Mais il est déjà temps de passer à la deuxième salle, la pièce principale avec son magnifique plafond soutenu par de non moins splendides colonnes. Cette salle majestueuse présente de façon aérée (malgré une scénographie un peu chiche tout de même) aussi bien des toiles que des objets usuels, comme des soupières en forme de chou ou des figurines en céramique symbolisant les quatre saisons. Pour le printemps, il s’agit de la déesse romaine de la terre Flora, que l’on retrouve également représentée sur une toile de Carlo Loth, un peintre baroque bavarois. Toile à propos de laquelle la médiatrice avoue aux jeunes visiteurs : « Flora, elle me fait peur », avant de poursuivre : « On n’est pas obligé de tout trouver beau dans un musée », promouvant une vision décomplexée de l’art tout en montrant aux enfants qu’ils peuvent se forger ainsi un jugement propre, ce qui est aussi le rôle du musée et de l’art en général.
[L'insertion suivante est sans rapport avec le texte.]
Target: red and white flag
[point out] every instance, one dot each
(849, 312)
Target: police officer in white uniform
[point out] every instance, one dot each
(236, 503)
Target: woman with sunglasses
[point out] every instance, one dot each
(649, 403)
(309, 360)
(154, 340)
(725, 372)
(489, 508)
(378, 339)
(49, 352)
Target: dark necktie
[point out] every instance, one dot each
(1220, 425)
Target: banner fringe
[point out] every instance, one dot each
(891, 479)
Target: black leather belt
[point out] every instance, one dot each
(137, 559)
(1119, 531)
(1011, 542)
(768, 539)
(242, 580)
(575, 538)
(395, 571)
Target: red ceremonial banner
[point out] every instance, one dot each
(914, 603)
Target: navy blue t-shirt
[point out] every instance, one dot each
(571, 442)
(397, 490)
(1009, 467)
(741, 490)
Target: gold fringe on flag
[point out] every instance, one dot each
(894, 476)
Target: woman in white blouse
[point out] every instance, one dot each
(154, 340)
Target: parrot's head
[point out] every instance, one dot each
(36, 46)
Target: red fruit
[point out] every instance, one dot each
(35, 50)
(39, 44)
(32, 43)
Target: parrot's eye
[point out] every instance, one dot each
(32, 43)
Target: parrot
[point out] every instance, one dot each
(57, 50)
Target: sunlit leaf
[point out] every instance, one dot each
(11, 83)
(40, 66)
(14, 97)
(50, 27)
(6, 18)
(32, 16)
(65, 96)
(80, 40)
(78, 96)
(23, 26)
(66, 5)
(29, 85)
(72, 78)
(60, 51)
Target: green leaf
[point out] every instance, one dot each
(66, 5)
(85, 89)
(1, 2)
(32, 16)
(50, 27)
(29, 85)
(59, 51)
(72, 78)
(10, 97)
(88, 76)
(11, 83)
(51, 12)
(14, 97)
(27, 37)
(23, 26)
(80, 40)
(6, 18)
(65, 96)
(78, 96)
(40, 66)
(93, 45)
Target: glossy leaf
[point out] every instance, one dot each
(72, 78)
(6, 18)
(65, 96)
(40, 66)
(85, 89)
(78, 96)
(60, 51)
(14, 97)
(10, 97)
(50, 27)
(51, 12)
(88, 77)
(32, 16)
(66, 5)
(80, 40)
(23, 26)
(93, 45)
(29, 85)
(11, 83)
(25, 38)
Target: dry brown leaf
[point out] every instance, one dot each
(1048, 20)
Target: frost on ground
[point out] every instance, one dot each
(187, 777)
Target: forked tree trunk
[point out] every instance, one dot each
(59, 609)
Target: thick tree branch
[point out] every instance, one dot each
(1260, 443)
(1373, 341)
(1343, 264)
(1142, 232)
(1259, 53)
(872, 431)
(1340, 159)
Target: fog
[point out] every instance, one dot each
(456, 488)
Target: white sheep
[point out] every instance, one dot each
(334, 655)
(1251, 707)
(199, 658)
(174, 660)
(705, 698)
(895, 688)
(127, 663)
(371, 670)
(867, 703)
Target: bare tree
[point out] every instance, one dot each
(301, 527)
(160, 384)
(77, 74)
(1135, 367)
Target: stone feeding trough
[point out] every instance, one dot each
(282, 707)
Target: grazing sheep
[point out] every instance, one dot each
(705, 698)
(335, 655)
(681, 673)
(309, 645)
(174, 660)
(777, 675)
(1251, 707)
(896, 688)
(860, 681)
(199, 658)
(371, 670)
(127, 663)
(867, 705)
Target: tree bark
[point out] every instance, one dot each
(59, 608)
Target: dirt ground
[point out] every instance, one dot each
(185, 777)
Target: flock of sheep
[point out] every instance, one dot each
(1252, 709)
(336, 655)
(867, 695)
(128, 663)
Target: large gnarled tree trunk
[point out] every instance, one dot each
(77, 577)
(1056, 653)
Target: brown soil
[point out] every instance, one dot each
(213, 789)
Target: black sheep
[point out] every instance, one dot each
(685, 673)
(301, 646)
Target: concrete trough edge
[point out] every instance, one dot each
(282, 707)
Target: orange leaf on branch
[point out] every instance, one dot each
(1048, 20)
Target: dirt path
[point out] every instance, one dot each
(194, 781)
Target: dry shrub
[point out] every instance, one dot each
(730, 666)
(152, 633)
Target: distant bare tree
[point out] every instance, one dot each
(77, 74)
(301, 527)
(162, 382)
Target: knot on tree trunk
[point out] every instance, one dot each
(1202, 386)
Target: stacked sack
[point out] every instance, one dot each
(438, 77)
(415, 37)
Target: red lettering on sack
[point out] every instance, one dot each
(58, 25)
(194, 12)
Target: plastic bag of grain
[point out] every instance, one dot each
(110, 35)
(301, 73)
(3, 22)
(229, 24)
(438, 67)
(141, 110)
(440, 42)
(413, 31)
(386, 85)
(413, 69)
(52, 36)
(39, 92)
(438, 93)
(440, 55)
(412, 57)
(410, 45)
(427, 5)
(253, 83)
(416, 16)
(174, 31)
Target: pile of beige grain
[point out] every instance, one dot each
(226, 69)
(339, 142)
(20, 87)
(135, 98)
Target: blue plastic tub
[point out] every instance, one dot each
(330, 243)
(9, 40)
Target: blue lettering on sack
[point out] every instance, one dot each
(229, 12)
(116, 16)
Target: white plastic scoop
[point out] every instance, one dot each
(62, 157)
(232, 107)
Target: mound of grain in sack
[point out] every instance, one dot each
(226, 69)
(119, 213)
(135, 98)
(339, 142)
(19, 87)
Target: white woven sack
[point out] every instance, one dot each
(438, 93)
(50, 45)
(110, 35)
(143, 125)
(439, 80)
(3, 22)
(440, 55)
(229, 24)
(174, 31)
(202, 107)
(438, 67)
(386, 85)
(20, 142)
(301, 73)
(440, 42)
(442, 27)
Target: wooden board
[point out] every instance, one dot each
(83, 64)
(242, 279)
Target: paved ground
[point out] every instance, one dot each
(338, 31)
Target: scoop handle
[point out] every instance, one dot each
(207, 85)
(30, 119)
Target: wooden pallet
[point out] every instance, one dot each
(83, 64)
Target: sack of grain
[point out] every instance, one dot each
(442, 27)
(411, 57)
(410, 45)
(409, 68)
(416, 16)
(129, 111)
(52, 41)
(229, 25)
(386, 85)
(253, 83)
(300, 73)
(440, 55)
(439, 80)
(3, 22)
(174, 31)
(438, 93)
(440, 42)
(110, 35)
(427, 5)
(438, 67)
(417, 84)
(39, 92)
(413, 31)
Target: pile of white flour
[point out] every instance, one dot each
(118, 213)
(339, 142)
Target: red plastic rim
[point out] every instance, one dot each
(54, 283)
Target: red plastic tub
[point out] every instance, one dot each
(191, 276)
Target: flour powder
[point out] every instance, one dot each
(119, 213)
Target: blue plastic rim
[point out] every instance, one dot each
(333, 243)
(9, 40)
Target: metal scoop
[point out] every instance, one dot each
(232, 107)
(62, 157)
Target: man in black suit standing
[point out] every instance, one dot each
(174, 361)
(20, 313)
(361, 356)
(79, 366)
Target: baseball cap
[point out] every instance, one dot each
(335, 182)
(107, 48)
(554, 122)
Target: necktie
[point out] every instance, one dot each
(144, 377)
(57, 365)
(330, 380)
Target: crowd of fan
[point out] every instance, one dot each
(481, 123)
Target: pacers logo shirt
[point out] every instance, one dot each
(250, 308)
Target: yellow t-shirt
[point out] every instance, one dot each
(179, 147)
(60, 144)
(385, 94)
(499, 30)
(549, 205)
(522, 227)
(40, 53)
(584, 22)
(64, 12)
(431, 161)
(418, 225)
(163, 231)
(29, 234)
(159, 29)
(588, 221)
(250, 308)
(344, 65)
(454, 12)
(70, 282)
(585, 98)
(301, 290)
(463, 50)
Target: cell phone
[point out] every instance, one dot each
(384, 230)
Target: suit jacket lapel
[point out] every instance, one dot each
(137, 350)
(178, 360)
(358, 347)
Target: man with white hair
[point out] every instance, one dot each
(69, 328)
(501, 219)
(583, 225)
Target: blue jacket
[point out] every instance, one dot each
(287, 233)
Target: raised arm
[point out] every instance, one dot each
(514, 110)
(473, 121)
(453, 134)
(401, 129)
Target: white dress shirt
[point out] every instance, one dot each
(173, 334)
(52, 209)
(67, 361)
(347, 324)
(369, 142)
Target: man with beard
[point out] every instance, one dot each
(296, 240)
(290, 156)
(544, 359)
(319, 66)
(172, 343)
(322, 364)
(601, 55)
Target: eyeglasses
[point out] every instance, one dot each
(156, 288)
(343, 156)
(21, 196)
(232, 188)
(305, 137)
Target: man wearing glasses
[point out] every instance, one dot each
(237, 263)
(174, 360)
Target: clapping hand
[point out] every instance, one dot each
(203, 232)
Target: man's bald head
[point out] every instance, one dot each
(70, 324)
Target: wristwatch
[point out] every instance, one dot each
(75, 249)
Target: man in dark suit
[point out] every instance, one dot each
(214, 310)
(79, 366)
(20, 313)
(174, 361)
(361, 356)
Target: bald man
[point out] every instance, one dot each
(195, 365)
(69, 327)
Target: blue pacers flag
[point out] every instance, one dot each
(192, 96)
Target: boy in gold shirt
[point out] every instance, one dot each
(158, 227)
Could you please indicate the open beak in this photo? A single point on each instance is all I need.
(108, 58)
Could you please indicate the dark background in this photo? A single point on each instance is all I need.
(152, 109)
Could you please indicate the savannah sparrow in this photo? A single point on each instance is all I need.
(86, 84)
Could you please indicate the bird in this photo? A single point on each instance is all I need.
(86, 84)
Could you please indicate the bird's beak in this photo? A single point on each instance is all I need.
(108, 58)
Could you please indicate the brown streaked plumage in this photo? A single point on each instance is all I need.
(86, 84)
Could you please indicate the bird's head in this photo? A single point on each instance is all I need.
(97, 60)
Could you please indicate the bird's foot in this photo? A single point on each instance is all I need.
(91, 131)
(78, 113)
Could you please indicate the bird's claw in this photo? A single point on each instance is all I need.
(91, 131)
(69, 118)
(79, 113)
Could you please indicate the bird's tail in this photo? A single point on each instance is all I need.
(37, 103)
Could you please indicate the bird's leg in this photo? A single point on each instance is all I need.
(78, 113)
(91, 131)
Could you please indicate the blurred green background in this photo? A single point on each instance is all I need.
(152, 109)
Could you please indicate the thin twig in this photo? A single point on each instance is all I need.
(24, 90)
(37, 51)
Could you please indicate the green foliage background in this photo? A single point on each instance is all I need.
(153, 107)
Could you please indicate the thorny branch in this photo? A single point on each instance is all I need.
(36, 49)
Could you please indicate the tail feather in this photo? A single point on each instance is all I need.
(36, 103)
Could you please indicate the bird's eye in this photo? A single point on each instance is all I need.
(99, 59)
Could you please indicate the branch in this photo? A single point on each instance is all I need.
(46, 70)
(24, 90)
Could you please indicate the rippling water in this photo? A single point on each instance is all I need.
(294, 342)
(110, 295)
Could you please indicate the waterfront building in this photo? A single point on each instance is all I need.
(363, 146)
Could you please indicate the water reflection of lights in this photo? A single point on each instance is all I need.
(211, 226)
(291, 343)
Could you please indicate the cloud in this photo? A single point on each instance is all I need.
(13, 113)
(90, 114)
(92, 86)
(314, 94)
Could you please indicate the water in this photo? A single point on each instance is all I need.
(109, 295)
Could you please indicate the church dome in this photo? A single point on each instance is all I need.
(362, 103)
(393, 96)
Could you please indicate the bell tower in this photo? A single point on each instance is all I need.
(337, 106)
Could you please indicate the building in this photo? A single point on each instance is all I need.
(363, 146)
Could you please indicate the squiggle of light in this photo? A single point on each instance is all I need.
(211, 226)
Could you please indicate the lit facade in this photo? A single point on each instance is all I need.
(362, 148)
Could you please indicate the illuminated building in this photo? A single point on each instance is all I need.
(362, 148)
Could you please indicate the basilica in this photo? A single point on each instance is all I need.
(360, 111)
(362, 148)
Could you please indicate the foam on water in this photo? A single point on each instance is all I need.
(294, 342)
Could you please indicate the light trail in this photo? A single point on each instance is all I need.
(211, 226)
Sont également exposées deux natures mortes qui permettent à la médiatrice d’approfondir le côté participatif de la visite en faisant deviner aux enfants les objets représentés sur les toiles, dont l’une est signée par le peintre flamand du XVIIe siècle Jan van Kessel qui y compose une allégorie des quatre éléments, thématique directement en relation à la série de six petites peintures de l’artiste surréaliste Victor Brauner, dont celle représentant le feu est reprise sur l’affiche très réussie de l’expo.
S’inspirant de ses rêves, ce peintre surréaliste français d’origine roumaine crée des formes anthropomorphiques et zoomorphiques, deux termes « compliqués » d’après la médiatrice qui n’hésite cependant pas à les utiliser, partant du principe que les enfants s’en rappelleront peut-être plus tard… et faisant ainsi encore œuvre de pédagogie.
La première partie de la visite s’arrête là, même si il reste trois œuvres non présentées, dont l’installation de l’artiste italien Giuseppe Penone.
Après de rapides explications sur les nombreux jeux mis à disposition des enfants, que ce soit une plaque aimantée et fixée au mur avec des formes pour créer des personnages et figures à la manière de Brauner, des puzzles pour reconstituer la toile de Flora ou les natures mortes, des memorys sur l’Égypte antique ou des mots croisés pour les plus grands, les enfants ont encore une heure pour s’amuser !
Le Musée des enfants crée ainsi, sans pour autant utiliser de technologie moderne (comme les écrans), un côté interactif et ludique. « On assimile, plus en étant acteur, l’interaction est primordiale pour marquer les enfants. […] Tout est fait pour qu’ils n’aient aucune difficulté de compréhension, et surtout c’est un espace ludique où on s’amuse en apprenant plein de nouvelles choses. L’autre jour, une enfant m’a même dit que quand elle sera grande, elle voulait être elle aussi conservatrice de musée ! C’est touchant », s’émeut Soria Makti.
À noter qu’un très intéressant livret ludique est aussi mis à disposition pour prolonger la visite.
Alors vous aussi, courez découvrir ce superbe musée, qui accueillera dès septembre une nouvelle exposition : « Marseille, une histoire d’amour mettra à l’honneur les artistes qui sont nés ou se sont installés à Marseille, comme le sculpteur Pierre Puget, ou plus près de nous César, et qui contribuent à faire le renom de cette ville. Marseille, on l’aime parce qu’on y est né ou par adoption. Un peu comme dans le mythe sur sa naissance qui est due à l’histoire d’amour entre Gyptis et Protis ! »
JP Soares
Quand la nature s’en mêle : jusqu’au 7/07 au Musée des enfants de la Ville de Marseille / Préau des Accoules (29 Montée des Accoules, 2e).